11. A method for manufacturing a thin film transistor, comprising:
forming a gate electrode on a substrate;
forming a gate insulating layer, a semiconductor material layer, a barrier material layer, and a metal wire material layer on the gate electrode;
forming a photoresist pattern on the metal wire material layer;
performing a first step of etching, using a first etchant, through the metal wire material layer, the barrier material layer, and the semiconductor material layer to form a metal wire pattern portion, a barrier pattern portion, and a semiconductor layer covering the gate electrode and a peripheral area of the gate electrode, respectively;
performing a second step of etching, using a second etchant, through a portion of the metal wire material layer and the barrier material layer that overlaps the gate electrode,
wherein the first etchant and the second etchant have different compositions,
wherein the second etchant includes a chloride-containing compound,
wherein the photoresist pattern covers the metal wire pattern portion overlapping the gate electrode during the first step of etching, and
wherein the first etchant includes a fluorine-containing compound and omits a chloride-containing compound while the second etchant includes the chloride-containing compound and omits a fluorine-containing compound.

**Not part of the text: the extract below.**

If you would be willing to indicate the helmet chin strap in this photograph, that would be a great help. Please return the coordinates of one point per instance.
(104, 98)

12. The method of claim 11, wherein the semiconductor layer is formed of an oxide semiconductor.
13. The method of claim 12, wherein:
the metal wire material layer includes a first metal layer and a second metal layer disposed on the first metal layer, and
wherein the first metal layer includes copper, and the second metal layer includes a copper manganese alloy.
14. The method of claim 11, wherein the semiconductor layer includes indium gallium zinc oxide (IGZO).
15. The method of claim 14, wherein the barrier material layer includes gallium zinc oxide (GZO).
16. The method of claim 11, wherein the first etchant includes ammonium persulfate (((NH4)2)S2O8), an azole-based compound, a water-soluble amine compound, a sulfonic acid-containing compound, a nitrate-containing compound, a fluorine-containing compound, and residual water.
17. The method of claim 16, wherein the second etchant includes ammonium persulfate (((NH4)2)S2O8), an azole-based compound, a water-soluble amine compound, a sulfonic acid-containing compound, an assistance oxidizer, a nitrate-containing compound, a phosphate-containing compound, and residual water.
18. The method of claim 17, wherein in the second etchant, the ammonium persulfate content is about 0.1 wt % to about 20 wt %, the azole-based compound content is about 0.01 wt % to about 2 wt %, the water-soluble amine compound content is about 0.1 wt % to about 5 wt %, the sulfonic acid-containing compound content is about 0.1 wt % to about 10 wt %, the assistance oxidizer content is about 0.1 wt % to about 2 wt %, and the nitrate-containing compound content is about 0.1 wt % to about 10 wt %.
19. The method of claim 18, wherein the phosphate-containing compound content is about 0.1 wt % to about 5 wt %, and the chloride-containing compound content is about 0.001 wt % to about 1 wt %.
20. The method of claim 11, wherein the exposing of the semiconductor layer disposed on an overlapping portion with the gate electrode includes forming a source electrode and a drain electrode facing each other with respect to the gate electrode.